Iodophor-impregnated drapes may reduce the risk of bacterial colonization but have not been shown to definitively decrease the risk of SSI.[29] NACC guidelines do not strongly support their use, but they may be considered in patients at elevated risk for SSI. Some surgeons elect to use iodophor-impregnated drapes for implants only.

In contrast, non-iodophor-impregnated drapes increase the risk for infection and are not recommended. Similarly, there is insufficient evidence to establish that silver impregnated surgical dressings reduce the risk of SSI.

Surgical Instruments

The types of surgical instruments employed are at the discretion of the surgeon. Figure 1 provides an example of tray setup. 

Specific attention should be paid to surgical instrument preference for identifying and separating tissue planes. One approach that may reduce the need for cautery and improve wound healing includes employing a Weitlaner retractor to identify the natural tissue plane with the midline incision for implants. Blunt dissection can then be used as needed to facilitate anchor deployment and suturing, with instrumented dissection only employed as necessary.


 

Tray setup

Figure 1: Tray setup. (Please note this is an example of surgical supplies commonly used for spinal cord stimulator implants but can vary based on different practice settings.)

1) needle holder; 2) loss of resistance syringe; 3) anchor suture; 4) deep closure suture; 5) irrigation; 6) Weitlaner retractor; 7) bipolar diathermy; 8) radiopaque marker; 9) Mayo (suture) scissors; 10) scalpel handles; 11) tenotomy scissors; 12) tissue forceps; 13) Gerald tissue forceps; 14) Senn retractors; 15) Army-Navy retractors; 16) Farabeuf retractors.
 


 

Discussion

The science and practice of neuromodulation for the treatment of chronic neuropathic pain continues to evolve as appropriate indications and patient candidacy are better understood. Although practiced for more than 50 years, the advances made in only the past 10-15 years have greatly expanded the accessibility of this therapy to appropriate patient populations.

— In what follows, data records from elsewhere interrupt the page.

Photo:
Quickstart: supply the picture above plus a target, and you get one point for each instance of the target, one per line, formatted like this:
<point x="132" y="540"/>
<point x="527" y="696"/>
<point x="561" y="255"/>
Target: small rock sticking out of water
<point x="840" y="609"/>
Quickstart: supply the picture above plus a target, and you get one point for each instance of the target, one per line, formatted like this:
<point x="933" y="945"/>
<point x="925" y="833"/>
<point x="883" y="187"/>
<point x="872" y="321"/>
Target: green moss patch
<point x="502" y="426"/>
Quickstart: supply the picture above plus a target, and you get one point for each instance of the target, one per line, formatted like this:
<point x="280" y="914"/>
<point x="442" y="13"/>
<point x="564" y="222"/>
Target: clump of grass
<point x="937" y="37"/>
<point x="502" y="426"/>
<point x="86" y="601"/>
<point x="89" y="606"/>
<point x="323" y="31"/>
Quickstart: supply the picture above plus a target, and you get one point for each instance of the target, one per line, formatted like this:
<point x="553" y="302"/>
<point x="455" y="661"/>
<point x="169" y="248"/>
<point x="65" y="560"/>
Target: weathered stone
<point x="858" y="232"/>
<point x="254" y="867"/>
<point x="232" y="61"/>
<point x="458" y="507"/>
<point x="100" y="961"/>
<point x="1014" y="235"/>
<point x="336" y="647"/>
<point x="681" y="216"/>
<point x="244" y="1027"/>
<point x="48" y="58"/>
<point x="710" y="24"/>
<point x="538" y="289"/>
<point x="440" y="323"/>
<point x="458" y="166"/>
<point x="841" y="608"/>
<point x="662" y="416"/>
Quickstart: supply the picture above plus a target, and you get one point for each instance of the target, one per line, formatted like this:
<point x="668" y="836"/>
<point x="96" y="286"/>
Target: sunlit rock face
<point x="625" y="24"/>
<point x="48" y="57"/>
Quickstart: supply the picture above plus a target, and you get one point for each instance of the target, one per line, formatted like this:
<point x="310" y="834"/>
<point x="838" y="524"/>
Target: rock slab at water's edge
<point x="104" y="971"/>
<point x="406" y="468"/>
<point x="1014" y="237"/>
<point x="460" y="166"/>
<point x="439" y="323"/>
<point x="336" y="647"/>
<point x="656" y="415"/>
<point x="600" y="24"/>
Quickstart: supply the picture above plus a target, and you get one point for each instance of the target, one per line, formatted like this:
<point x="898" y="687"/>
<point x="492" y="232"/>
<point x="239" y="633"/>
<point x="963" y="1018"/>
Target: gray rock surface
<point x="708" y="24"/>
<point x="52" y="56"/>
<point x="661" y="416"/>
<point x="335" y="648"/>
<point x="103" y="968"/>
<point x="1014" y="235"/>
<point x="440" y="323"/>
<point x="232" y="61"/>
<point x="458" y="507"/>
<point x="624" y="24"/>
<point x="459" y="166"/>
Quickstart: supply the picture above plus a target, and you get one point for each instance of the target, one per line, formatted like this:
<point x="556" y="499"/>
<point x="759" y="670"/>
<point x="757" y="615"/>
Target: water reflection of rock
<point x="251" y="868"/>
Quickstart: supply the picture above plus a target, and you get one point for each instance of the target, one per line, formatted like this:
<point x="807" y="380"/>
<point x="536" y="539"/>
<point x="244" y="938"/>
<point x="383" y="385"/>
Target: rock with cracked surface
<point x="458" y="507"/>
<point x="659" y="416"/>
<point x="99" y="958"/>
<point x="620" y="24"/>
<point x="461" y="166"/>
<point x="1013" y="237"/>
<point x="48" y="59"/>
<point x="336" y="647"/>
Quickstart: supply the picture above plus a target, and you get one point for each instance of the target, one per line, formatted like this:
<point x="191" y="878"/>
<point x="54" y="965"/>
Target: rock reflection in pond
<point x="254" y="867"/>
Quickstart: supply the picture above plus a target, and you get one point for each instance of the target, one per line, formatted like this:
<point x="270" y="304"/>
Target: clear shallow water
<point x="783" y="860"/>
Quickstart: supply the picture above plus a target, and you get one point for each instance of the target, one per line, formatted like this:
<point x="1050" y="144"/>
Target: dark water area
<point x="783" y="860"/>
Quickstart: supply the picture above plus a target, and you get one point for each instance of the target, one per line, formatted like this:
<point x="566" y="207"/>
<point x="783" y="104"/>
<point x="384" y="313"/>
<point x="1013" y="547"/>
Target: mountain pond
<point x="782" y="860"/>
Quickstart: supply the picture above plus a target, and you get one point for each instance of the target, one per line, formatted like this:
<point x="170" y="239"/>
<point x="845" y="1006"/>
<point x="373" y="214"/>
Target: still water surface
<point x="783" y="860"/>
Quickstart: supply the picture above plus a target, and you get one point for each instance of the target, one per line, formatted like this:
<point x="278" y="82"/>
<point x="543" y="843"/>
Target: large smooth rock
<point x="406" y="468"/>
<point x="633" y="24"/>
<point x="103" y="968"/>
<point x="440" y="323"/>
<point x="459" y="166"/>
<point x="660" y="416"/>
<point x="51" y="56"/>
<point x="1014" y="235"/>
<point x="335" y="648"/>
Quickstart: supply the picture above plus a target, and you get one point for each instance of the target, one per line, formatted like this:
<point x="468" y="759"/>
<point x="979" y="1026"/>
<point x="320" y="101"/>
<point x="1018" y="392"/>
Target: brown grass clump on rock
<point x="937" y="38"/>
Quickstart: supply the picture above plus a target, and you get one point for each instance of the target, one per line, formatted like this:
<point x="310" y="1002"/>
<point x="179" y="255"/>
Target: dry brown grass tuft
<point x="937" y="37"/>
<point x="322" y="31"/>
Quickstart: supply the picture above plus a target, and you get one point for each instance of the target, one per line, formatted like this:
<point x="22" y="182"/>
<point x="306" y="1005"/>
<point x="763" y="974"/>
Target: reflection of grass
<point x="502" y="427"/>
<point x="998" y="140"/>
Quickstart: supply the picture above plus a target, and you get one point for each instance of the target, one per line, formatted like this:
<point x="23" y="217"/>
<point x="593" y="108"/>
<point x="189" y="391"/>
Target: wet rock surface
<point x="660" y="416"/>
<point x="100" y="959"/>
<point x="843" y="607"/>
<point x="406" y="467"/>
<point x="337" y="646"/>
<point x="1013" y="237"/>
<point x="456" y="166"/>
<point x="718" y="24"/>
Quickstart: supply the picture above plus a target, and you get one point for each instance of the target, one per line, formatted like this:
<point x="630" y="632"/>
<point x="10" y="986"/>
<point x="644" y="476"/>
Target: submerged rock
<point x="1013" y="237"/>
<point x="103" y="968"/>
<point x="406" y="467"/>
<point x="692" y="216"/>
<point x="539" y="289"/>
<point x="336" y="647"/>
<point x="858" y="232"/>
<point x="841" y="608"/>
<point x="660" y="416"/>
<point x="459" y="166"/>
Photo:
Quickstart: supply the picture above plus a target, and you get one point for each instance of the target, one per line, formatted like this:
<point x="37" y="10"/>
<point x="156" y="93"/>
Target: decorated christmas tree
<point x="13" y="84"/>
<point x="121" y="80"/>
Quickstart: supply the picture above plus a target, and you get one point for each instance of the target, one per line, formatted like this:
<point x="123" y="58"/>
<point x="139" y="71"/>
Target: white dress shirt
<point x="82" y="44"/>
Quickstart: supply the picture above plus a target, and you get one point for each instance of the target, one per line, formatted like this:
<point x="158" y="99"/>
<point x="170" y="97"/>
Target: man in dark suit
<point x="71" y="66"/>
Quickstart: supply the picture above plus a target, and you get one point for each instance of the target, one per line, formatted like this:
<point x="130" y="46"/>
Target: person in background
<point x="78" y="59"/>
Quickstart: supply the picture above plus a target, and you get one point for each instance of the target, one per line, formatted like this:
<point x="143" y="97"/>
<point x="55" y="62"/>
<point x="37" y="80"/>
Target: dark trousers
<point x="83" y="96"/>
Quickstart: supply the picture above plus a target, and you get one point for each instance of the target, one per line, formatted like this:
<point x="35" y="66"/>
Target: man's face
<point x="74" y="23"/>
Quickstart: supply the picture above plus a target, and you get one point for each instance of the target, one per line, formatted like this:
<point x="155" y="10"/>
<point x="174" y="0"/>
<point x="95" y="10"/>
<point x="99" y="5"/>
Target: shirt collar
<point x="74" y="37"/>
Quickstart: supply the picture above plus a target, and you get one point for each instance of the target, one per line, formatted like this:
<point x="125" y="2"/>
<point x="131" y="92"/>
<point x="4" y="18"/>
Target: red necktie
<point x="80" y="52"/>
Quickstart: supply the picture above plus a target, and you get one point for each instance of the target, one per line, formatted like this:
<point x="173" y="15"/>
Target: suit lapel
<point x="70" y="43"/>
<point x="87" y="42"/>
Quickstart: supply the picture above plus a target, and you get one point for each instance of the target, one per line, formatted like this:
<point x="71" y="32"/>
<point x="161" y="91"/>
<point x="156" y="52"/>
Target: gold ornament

As we seek to offer effective treatments to patients with the goal of improving pain and function, we must bear in mind the incredible clinical, humanistic, and economic costs to patients and the healthcare system. The cost of SCS-related SSI is high, with incremental annual healthcare expenditures for patients with an SCS-related SSI estimated to be nearly $60,000 for initial implants and nearly $65,000 for replacements.[30] The majority (73-77%) of infected SCS systems ultimately require explant, and most patients never undergo reimplantation.[31] In the international survey discussed earlier, compliance with guidelines from the Centers for Disease Control and Prevention, National Institute for Health and Care Excellence, and the Surgical Care Improvement Project was low, with only 4 of the 15 questions related to infection control practices reporting greater than 80% compliance.[5] In fact, only 8% of respondents were even aware that a deep SSI is defined as an infection occurring up to 365 days following an implant. The survey highlights that significant opportunity for improvement in the knowledge of best infection control practices and compliance with evidence-based guidelines.

The preceding discussion is designed to address surgical considerations when proceeding to trial and/or implantation. The development and implementation of consistent, evidence-based practices regarding infection risk mitigation, wound closure, and instrumentation is needed to effectively provide high-level surgical care. The NACC guidelines provide a helpful framework for considering best evidence-based practice for reducing infection risk.